Jacob pushed back against the wall and managed to sit up. The cell they had thrown him into was no different from the cells in a human prison. The same metal bars, the same desperate scrawls on the walls.
"Where's my brother?" His voice was so hoarse that he could barely hear himself. And he felt extremely sick from the waneslime.
The Goyl didn't answer.
"Where did you leave the girl?" he asked instead.
He surely didn't mean Fox. What did they want with Clara? What do you think, Jacob? Your brother is sleeping, and they can't wake him. That's good news, isn't it? And that Valiant had not given her away proved that the Dwarf really had taken quite a fancy to her.
So you just play dumb, Jacob.
"What girl?"
That answer got him another kick in the stomach, winding him as the snakes had done. The soldier doing the kicking was a woman. Jacob thought he recognized her. Of course. He'd shot her out of her saddle in the valley of the Unicorns. It would've been her pleasure to continue kicking, but the jasper Goyl stopped her.
"Leave him, Nesser," he said. "We won't get anything from him that way."
Jacob had heard about the scorpions.
Almost affectionately, Nesser let the creature crawl over her fingers before placing it on Jacob's chest. It was colorless and barely longer than Jacob's thumb, but its pincers shone like silvery metal.
"There not much they can do to Goyl skin," said the jasper Goyl as the scorpion crawled under Jacob's shirt, "but yours is so much softer. So... once again, where's the girl?"

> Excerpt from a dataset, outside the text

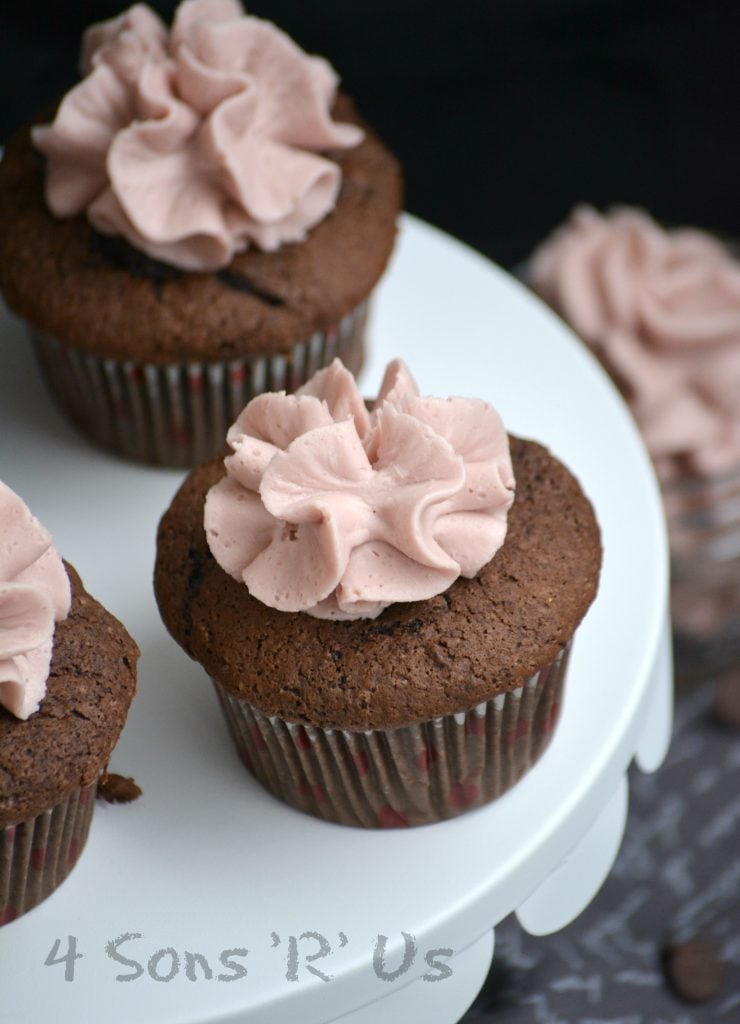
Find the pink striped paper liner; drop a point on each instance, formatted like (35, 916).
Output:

The scorpion dug its pincers into Jacob's chest as if it wanted to eat him alive. Jacob managed not to scream until it plunged its poisonous tail into him. He gasped with pain and fear as the venom poured fire under his skin.
"Where's the girl?"
The She-Goyl placed three more scorpions on his chest, asking the same question, over and over. But Will would sleep as long as he did not tell them anything. Jacob screamed with pain until he lost his voice, wishing he had jade skin himself. He wondered whether the poison would at least burn away the Larks' Water — then he finally lost consciousness.

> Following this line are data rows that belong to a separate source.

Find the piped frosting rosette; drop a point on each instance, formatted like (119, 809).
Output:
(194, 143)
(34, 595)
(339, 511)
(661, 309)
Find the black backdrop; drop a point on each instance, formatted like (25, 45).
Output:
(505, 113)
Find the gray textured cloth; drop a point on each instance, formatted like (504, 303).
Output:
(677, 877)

When Jacob woke up, he had no memory of what, if anything, he'd told them. He was in a different cell. From the narrow window, he could see the hanging palace. His whole body was aflame, as if he had scalded his skin. His weapons belt was gone, as were all the other items he'd had with him, but fortunately they had left him his handkerchief. Fortunately? And how are a couple of gold coins going to help you now, Jacob The Goyl soldiers were infamous for their incorruptibility.